Ma cosa si vede al cinema in questi giorni? È stagione degli Oscar. Atipica. Ritardataria. Che mentre qui si festeggiava la Liberazione di là dell’Atlantico, in una cerimonia losangelina che più intima non si può (ma nella bellissima Union Station), si assegnavano le ambite statuette. Di solito se ne parla a febbraio, e la puzza di glamour arriva sin qui. E quindi in sala ci sono i film che hanno vinto gli Oscar: Minari di Lee Isaac Chung, il feel good multietnico-hollywoodiano, la famiglia coreana che negli anni Ottanta si trasferisse nell’Arkansas bianco zotico rurale un po’ razzista, ma il bene poi vince sul male. Oscar alla bravissima Youn Yuh-jung. E il pluripremiato Nomadlands di Chloé Zhao, siamo ancora negli Stati Uniti rurali. Ma anche un grande classico, come In the mood for love (2000) di Wong Kar-wai; che belli i ritorni in sala dei vecchi film restaurati. E poi Mank (David Fincher), due Oscar, molte candidature, già su Netflix da mesi. Il nuovo film del rumeno Radu Jude. I predatori di Pietro Castellitto: i poster pubblicitari, come se il tempo si fosse fermato, ancora stazionavano in giro per le città dalla sua uscita in sala in autunno. Qualche altra novità, qualche altro recupero, nelle grandi città c’è persino un po’ di scelta, in provincia spesso si è fortunati se c’è il cinema aperto (in tempi normali, figuriamoci adesso).   

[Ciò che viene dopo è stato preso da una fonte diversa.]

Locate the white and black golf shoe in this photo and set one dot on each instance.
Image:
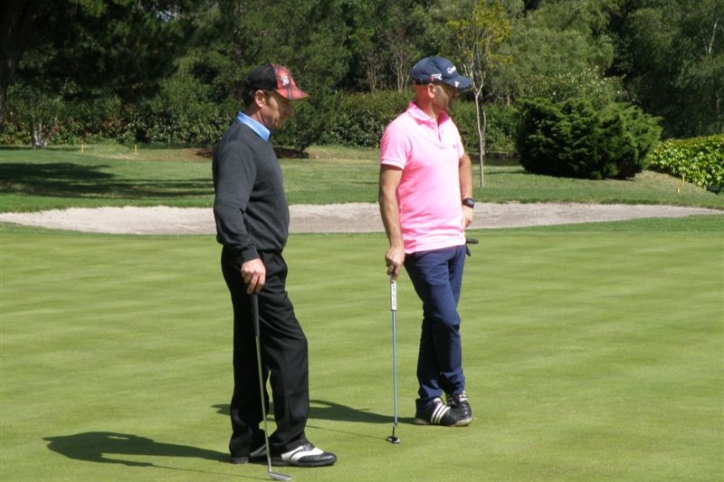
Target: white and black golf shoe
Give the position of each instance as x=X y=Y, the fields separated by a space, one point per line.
x=437 y=414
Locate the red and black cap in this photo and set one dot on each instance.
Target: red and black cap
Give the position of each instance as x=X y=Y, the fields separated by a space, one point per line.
x=274 y=77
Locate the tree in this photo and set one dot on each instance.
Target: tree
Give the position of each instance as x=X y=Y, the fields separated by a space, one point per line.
x=124 y=46
x=671 y=53
x=477 y=37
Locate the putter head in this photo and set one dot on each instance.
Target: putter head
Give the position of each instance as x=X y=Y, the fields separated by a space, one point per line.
x=276 y=476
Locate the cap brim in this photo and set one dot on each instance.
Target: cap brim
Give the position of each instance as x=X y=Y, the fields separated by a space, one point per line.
x=292 y=93
x=459 y=82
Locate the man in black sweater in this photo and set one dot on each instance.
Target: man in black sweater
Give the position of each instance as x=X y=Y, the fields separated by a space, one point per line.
x=252 y=224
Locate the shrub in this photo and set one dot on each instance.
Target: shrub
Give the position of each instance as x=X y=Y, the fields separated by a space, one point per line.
x=699 y=160
x=576 y=139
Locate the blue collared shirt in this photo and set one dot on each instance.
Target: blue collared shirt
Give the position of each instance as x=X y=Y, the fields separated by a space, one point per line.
x=256 y=126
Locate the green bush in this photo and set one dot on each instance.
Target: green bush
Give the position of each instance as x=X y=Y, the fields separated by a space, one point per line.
x=578 y=139
x=699 y=160
x=360 y=119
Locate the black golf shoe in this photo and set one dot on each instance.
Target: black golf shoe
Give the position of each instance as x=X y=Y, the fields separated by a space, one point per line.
x=306 y=455
x=461 y=407
x=437 y=414
x=256 y=455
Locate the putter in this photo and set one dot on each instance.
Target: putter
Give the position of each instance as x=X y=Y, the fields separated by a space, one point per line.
x=393 y=439
x=255 y=320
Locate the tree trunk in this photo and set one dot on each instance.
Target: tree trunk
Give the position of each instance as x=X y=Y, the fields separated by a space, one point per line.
x=480 y=119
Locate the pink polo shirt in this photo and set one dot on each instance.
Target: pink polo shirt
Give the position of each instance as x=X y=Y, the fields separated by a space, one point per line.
x=429 y=192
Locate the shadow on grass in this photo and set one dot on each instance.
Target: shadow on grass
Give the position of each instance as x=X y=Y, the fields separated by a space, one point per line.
x=71 y=180
x=324 y=410
x=109 y=447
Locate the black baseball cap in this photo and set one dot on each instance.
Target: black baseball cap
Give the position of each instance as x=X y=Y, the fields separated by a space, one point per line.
x=438 y=69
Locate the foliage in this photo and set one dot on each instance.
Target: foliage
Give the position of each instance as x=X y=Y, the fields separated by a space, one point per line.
x=580 y=139
x=699 y=161
x=671 y=53
x=92 y=70
x=477 y=37
x=361 y=118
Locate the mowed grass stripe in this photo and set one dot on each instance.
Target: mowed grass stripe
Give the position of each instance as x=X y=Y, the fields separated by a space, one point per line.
x=589 y=356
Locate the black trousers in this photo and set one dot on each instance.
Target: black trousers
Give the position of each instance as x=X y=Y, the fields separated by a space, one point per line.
x=284 y=356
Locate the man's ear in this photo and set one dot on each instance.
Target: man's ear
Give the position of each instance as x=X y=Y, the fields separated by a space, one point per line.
x=431 y=90
x=260 y=98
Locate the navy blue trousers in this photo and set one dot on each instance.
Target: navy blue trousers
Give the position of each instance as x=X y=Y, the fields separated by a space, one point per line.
x=437 y=278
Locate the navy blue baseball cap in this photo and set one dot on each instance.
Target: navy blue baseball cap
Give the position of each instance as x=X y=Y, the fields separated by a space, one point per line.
x=438 y=69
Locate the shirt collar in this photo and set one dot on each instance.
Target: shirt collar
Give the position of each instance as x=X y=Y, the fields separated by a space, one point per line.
x=255 y=125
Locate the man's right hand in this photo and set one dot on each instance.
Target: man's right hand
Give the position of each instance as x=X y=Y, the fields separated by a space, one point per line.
x=395 y=259
x=253 y=272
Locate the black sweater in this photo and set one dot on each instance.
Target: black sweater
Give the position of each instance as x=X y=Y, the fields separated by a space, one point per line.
x=250 y=206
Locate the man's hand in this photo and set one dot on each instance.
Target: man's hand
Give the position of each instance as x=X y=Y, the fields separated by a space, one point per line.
x=394 y=258
x=468 y=213
x=253 y=273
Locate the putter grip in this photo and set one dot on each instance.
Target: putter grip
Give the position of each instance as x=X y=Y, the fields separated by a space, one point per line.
x=393 y=296
x=255 y=313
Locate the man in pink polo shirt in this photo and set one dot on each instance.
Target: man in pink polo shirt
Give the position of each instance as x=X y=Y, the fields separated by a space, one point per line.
x=425 y=198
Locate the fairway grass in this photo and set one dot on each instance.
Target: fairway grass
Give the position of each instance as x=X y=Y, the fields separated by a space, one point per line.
x=591 y=354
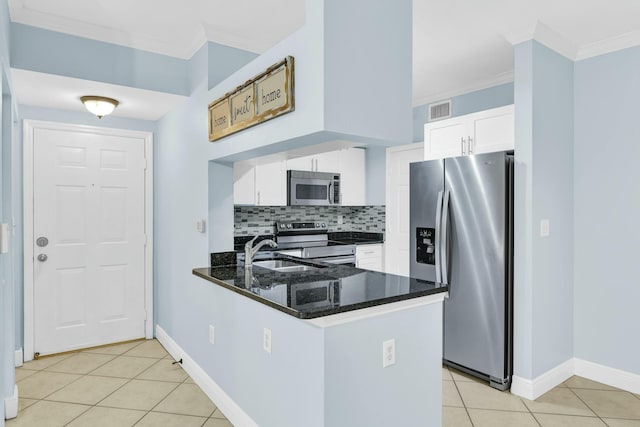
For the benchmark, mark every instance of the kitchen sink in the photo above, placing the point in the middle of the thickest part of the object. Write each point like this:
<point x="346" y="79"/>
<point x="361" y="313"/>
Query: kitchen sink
<point x="285" y="265"/>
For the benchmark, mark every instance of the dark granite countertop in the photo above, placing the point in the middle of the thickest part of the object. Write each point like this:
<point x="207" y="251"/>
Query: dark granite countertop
<point x="348" y="237"/>
<point x="325" y="290"/>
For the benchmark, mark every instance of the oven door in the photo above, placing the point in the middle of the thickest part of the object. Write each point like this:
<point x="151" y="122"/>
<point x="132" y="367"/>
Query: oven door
<point x="309" y="191"/>
<point x="315" y="294"/>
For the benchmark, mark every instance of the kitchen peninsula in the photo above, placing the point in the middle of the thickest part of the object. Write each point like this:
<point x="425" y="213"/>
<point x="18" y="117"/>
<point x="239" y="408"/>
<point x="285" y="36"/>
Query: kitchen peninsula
<point x="317" y="344"/>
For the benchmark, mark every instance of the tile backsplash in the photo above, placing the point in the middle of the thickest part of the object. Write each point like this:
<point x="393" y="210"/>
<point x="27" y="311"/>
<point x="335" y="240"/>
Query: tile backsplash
<point x="251" y="220"/>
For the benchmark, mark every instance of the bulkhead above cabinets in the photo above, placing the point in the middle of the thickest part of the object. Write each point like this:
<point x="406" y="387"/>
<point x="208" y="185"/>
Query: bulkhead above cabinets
<point x="263" y="181"/>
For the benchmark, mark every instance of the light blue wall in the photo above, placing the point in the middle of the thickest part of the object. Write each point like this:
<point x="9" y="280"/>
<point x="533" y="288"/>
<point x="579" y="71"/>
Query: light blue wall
<point x="193" y="181"/>
<point x="376" y="175"/>
<point x="543" y="282"/>
<point x="352" y="351"/>
<point x="7" y="281"/>
<point x="607" y="208"/>
<point x="368" y="68"/>
<point x="83" y="118"/>
<point x="472" y="102"/>
<point x="222" y="59"/>
<point x="46" y="51"/>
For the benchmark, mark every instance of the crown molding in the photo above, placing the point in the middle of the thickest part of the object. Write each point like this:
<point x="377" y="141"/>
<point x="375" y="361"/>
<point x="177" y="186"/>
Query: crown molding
<point x="23" y="15"/>
<point x="217" y="35"/>
<point x="609" y="45"/>
<point x="555" y="41"/>
<point x="503" y="78"/>
<point x="547" y="36"/>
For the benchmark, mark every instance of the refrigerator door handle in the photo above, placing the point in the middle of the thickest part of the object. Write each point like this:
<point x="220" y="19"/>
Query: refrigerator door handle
<point x="444" y="241"/>
<point x="437" y="239"/>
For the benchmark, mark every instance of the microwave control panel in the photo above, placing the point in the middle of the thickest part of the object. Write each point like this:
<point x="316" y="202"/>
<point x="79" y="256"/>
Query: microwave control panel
<point x="425" y="245"/>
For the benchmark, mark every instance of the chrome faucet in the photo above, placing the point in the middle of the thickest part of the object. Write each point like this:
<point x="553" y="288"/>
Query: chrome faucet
<point x="250" y="250"/>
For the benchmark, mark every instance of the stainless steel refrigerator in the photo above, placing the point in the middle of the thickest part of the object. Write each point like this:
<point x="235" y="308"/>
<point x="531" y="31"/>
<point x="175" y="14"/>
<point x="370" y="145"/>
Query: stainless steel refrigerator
<point x="462" y="234"/>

Oggi arriva in qualche sala anche un piccolo gioiello, passato per la Festa del Cinema di Roma e il Sicilia Queer filmfest. È il film che la Francia ha candidato agli Oscar per miglior film straniero (l’Italia ci ha provato con l’immondo Notturno di Gianfranco Rosi), anche se non è arrivato nella cinquina finale. Il regista però viene da Padova e si chiama Filippo Meneghetti. Attrici protagoniste, la tedesca Barbara Sukowa (volto del Nuovo Cinema Tedesco) e la francese Martine Chevallier. Un film europeo insomma. Le due del titolo sono le pensionate Nina e Madeleine, innamorate da tantissimo, ma segretamente, vivono una davanti all’altra. Progettano di partire per Roma insieme, ma Madeleine non riesce proprio a dirlo a figlia e figlio, in un’interessantissima inversione del coming out ai genitori. Un film delicato e commuovente, forse un po’ teatrale, molto lavoro sui corpi, con notevoli evoluzioni e colpi di scena, di cui meglio non scrivere, casomai invece di mangiar fave nei prati con Massimo Ferrero vogliate anche voi andare a vedere il film di Meneghetti. Che, nonostante tutto, il cinema in qualche modo continua a vivere.